By Ross Kelly
SYDNEY-- Royal Dutch Shell PLC is selling a major stake in
Australia's second-largest oil and gas producer for $5.7 billion,
in the latest move by new chief executive Ben van Beurden to boost
profits after years of heavy spending.
The sale of most of Shell's shares in Woodside Petroleum Ltd. is
the biggest deal orchestrated by Mr. van Beurden since he took the
reins in January. The Anglo-Dutch company aims to sell about $15
billion in assets globally by the end of next year, and has already
raised $2.6 billion from the sale of an Australian refinery and
network of filling stations.
Woodside was once the centerpiece of a strategy that would have
given Shell an advantage over rivals scrambling to meet Asian
demand for clean-burning fuels. In 2001, Shell launched a full
takeover of the Perth-based company, but its ambitions were
thwarted by Australian lawmakers who vetoed a deal on national
interest grounds.
In more than a decade since then, Shell has spent billions of
dollars on new Australian projects that will ship cargoes of
natural gas to Asian customers with plans for several more. These
include the 52 billion Australian dollar (US$49 billion) Gorgon
project and its majority owned Prelude project, which aims to be
the world's first using technology that can process natural gas for
export at sea.
On Tuesday, Shell said it would sell a 9.5% stake to
institutional investors at a small discount to Woodside's closing
share price on Monday. Shell has also agreed to sell a further 9.5%
interest back to Woodside.
"Today's announcement is part of our drive to improve Shell's
capital efficiency and to focus our Australia growth in directly
owned assets," Mr. van Beurden said in a statement.
Shell is overhauling its strategy after cost blowouts at larger
projects and low natural-gas prices in the U.S. forced it to issue
its first profit warning in a decade. Shell's 2013 earnings fell
38% from a year earlier to $16.8 billion, while its capital
spending was 15% over initial projections, at $46 billion.
This strategic shift has involved the sale of refining assets in
Europe and minority stakes in Australian and Brazilian natural-gas
projects. Shell has also halted major projects in Louisiana and
Alaska and moved to sell unprofitable U.S. shale properties.

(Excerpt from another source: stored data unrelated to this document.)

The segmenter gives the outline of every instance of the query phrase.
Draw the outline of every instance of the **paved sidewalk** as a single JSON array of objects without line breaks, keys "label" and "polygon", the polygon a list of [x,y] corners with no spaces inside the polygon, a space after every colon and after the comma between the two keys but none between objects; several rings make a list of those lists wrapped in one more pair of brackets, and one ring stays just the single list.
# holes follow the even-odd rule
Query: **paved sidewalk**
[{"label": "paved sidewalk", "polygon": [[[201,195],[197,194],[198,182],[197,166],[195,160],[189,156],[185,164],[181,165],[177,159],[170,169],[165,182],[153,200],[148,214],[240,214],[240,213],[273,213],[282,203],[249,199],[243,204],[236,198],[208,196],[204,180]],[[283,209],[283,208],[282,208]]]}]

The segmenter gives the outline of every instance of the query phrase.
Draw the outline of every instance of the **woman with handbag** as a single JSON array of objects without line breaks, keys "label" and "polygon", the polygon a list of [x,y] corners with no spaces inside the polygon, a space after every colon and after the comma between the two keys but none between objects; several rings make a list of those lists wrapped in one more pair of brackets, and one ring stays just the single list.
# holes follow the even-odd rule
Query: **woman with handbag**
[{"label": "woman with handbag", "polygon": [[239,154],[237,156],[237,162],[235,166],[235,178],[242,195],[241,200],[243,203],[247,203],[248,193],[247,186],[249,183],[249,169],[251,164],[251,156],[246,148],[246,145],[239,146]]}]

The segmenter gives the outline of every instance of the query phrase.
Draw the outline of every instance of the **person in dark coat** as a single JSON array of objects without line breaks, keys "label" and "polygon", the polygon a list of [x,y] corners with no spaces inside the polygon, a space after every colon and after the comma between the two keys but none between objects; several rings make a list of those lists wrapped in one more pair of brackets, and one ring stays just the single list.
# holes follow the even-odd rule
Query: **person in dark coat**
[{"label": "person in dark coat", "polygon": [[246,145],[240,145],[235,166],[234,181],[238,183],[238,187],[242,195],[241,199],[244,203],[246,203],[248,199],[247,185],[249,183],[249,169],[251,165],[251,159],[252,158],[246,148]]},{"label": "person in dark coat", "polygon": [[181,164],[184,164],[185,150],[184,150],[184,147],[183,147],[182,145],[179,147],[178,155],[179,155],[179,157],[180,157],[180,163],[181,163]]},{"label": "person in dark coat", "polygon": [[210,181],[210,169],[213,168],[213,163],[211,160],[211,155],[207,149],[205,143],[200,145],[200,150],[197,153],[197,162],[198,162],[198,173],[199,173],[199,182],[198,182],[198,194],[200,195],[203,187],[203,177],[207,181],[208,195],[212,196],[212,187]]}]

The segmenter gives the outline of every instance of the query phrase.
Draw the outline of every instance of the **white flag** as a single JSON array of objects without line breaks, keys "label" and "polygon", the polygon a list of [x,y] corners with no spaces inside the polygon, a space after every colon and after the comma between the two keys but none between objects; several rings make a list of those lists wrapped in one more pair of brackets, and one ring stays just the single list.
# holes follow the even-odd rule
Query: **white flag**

Shell said it would bank $5 billion from the sale of the
Woodside shares after tax. It will continue to hold up to 4.5% of
the company's stock once the deals are completed, and has agreed
not to sell this remaining interest for a further 90 days.
For Woodside, uncertainty over Shell's intentions had long
weighed on its stock and worried senior management. Shell sold a
10% stake in Woodside in late 2010, raising questions about how
quickly it would look to dispose of the remaining batch of
shares.
"Shell's stock overhang was always there and from that
perspective it's a positive," said Paul Xiradis, director of
Sydney-based fund manager Ausbil Dexia. "There's still some issues
around Woodside's long-term growth and that hasn't been addressed,
but in the short-term this deal is earnings per share
enhancing."
Woodside has lots of spare cash after its Pluto liquefied
natural gas project in Western Australia state began shipping to
customers in 2012. But last month's decision to abandon a planned
$2.5 billion investment in the Leviathan natural gas discovery
offshore Israel, coupled with a two-year delay in the Browse
gas-export project in Western Australia, have left it with few
opportunities to increase production over the next few years.
"Shell's exit at an inferior price compared to its previous
sell-down price paints a grim picture for Woodside's future growth
prospects," analysts at Australian broker Macquarie said.